According to the Investor (relying on the test for early-stage projects from Vivendi v Argentina [II]), a willing buyer would have paid a price for the project calculated by the DCF method. The Tribunal concluded that the DCF method was not appropriate. The Tribunal pointed to the problems a hypothetical purchaser would have faced if interested in purchasing the Santa Ana project, such as: the project was at an early stage and had not received many governmental and environmental permits; the project faced opposition from local communities which would have made it hard to obtain the necessary social license to operate; and no track record of successful operation in the same area existed. Those facts for the Tribunal meant that a DCF approach would be too speculative for this case.
The Tribunal therefore adopted a cost approach methodology and awarded damages for the costs incurred in the development of the project prior to the issuance of Decree 032, totaling around US$ 18 million.
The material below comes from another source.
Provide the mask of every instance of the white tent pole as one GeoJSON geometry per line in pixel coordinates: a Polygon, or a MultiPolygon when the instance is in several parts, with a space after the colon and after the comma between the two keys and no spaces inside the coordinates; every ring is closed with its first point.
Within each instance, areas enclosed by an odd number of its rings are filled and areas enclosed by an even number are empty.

- Investor’s relationship with local communities
One of Respondent’s illegality allegations was that the Santa Ana Project lacked a social license to build and operate in Peru and that the Investor had contributed to the social unrest and therefore to the issuance of Decree 032. The majority of the Tribunal found that Peru had not met its burden to show a causal link between the social unrest and the Investor’s operations, and dismissed all illegality related allegations.
However, Prof. Philippe Sands QC (arbitrator appointed by the Respondent) disagreed. In his Dissenting Opinion, Prof. Sands appealed to the ILO Convention 169 to assess whether all the rights of the local communities located in the nearby areas of the Santa Ana project were given sufficient effect. In his analysis of the evidence presented by the parties, Prof. Sands concluded that a possible explanation for the adverse responses of certain communities to the Investor’s project could be that the Investor did not engage the trust of all potentially affected communities and that even if the Investor was on notice of those numerous communities, it failed to take the appropriate steps to address the concerns of those communities (¶ 19). On this point, Prof. Sands would have reduced the amount of damages awarded to the Investor by one half for its contribution to the events that led to the issuance of Decree 032.
The approach taken by Prof. Sands is interesting in light of the increasing number of cases dealing with the interaction of investment protection and rights of indigenous communities. Other recent examples include, Álvarez y Marín Corporación S.A. and others v Panama (involving claims of invasion of the investors’ properties by indigenous groups) and South American Silver Limited v Bolivia (involving claims of investor misconduct in its relationship with neighboring local communities to a mining project).
Finally, on a curious note, notwithstanding this dispute, Bear Creek Mining will keep doing business in Peru developing other project. The company’s official press release after the award states that Bear Creek “look[s] forward to accelerating the advancement of our Corani project in conjunction with the Government of Peru and the Corani communities.”